Kronprinz Friedrich Wilhelm, der spätere Kaiser Friedrich III. und Besitzer des Kronguts im nahe gelegenen Bornstedt (siehe S. 50), nutzte das Neue Palais ab 1862 als Sommerresidenz und nannte sie Friedrichskron. Nachdem er am 15. Juni 1888 nach nur 99tägiger Regentschaft als Kaiser einer schweren Krebserkrankung erlegen war, hat man ein schwarzes Kreuz in den Fußboden seines Sterbezimmers eingelassen. Bestattet wurden der Monarch und seine 1901 verstorbene Gemahlin Viktoria in einem nach Plänen von Julius Raschdorff, dem Erbauer des Doms am Berliner Lustgarten, der Friedenskirche hinzugefügten Mausoleum. Die ähnlich wie die Sarkophage aus Marmor im Mausoleum zu Charlottenburg gestalteten Sarkophage sind Werke des am kaiserlichen Hof hoch angesehenen Bildhauers Reinhold Begas. Eine Kopie des wie schlafend dargestellten Kaisers steht im Berliner Dom.

Dampfheizung, Fahrstuhl und Telefon

Das unter Friedrich II. im und nach dem Siebenjährigen Krieg (1756-1763) erbaute und überaus prunkvoll ausgestatte Neue Palais am Ende des Parks von Sanssouci war die Lieblingsresidenz von Wilhelm II. Die kaiserliche Familie verbrachte hier, von unzähligen Höflingen und Lakaien umsorgt und zahlreichen Soldaten abgesichert, höchst komfortabel viele Monate eines jeden Jahres.
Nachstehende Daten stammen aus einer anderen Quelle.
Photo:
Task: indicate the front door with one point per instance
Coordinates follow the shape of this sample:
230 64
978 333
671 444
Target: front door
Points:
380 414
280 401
Der riesige, schon von weitem an der Kuppel mit den vergoldeten, eine Krone tragenden Grazien auf der Spitze erkennbare Palast war mit damals modernster Technik ausgestattet. Es besaß eine Dampfheizung, für die 15 Männer zuständig waren. Die Wärme wurde über ein kompliziertes Rohrsystem in die Appartements und Repräsentationsräume geleitet. Dort kann man auch heute die neobarock dekorierten Messinggitter sehen, durch die die warme Luft trat. Das Neue Palais bekam elektrische Leitungen für Kronleuchter und Klingeln, doch verzichtete man aus Gründen der Pietät auf diese modernen Einbauten in den Wohnräumen Friedrichs II.
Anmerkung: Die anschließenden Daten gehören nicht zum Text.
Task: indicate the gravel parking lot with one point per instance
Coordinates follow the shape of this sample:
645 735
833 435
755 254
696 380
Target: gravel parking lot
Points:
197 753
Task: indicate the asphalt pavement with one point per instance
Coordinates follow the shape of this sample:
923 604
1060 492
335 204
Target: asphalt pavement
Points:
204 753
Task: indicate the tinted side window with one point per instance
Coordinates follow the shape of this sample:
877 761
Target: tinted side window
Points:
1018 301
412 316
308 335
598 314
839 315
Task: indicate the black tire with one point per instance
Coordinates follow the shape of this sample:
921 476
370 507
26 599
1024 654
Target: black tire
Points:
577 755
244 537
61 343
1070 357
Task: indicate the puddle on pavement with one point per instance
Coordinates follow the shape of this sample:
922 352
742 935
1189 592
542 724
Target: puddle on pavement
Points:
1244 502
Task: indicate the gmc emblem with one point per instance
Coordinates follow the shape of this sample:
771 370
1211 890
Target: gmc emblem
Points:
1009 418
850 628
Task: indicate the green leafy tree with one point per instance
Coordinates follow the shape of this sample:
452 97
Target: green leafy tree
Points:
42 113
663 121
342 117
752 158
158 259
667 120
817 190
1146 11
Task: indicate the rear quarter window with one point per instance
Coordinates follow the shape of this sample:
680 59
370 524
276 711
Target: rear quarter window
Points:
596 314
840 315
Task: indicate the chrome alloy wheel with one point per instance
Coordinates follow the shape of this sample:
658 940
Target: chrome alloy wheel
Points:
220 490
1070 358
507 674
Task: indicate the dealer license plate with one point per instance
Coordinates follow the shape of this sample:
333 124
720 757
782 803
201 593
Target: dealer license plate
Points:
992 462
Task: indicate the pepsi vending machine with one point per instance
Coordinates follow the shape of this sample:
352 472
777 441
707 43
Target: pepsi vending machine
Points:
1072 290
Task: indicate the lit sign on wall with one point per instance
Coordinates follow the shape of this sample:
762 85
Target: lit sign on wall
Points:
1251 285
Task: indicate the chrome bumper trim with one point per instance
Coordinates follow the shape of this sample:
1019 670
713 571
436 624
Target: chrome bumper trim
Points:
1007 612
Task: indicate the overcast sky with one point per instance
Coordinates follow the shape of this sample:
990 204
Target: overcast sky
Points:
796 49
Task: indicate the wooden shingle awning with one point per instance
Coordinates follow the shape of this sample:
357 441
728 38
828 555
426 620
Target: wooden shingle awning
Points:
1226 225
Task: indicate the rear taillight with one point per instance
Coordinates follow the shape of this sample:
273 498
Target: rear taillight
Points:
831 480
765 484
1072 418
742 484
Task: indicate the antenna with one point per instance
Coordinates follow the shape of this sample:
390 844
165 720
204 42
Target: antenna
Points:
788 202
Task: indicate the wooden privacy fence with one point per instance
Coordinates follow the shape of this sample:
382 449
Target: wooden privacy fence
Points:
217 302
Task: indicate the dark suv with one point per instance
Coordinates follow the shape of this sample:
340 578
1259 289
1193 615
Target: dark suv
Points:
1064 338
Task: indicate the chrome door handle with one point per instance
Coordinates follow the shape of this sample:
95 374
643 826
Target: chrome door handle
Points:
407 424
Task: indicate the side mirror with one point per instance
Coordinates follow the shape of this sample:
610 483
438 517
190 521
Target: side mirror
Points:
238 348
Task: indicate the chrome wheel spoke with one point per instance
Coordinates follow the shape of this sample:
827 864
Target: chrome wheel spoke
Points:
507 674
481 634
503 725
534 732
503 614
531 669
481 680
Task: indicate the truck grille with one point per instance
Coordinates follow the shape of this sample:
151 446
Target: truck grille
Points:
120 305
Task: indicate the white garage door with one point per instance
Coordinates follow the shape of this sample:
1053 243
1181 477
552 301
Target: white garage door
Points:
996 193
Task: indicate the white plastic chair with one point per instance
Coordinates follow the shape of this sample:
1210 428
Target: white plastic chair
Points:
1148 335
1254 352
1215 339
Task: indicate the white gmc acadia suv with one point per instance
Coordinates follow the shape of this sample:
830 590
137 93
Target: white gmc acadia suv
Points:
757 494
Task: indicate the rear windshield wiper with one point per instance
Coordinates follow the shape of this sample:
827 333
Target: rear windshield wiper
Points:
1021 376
Die Kommunikation vom Regierungszentrum im Neuen Palais hinaus ins weite Land erfolgte über Telefon und eine Telegrafenstation. Der Brief- und Paketverkehr lief über das 1911 erbaute Kaiserliche Postamt in der heutigen Geschwister-Scholl-Straße 38 am Rand des Parks Sanssouci. Das Neue Palais bekam einen hydraulischen Fahrstuhl im Nordflügel sowie Wannenbäder und was sonst der Kaiser und seine Familie an Bequemlichkeiten benötigten. Die mit blau bemalten Fliesen ausgelegten Badezimmer existieren bis heute. In der Kronprinzenwohnung war eines von diesen Kabinetten hinter den Türen eines Barockschranks versteckt. Für die kunstbegeisterte Kronprinzessin Viktoria, die sich nach ihrem verstorbenen Mann Kaiserin Friedrich nannte, stand im Dachbereich des Neuen Palais ein gut beleuchtetes Maleratelier zur Verfügung.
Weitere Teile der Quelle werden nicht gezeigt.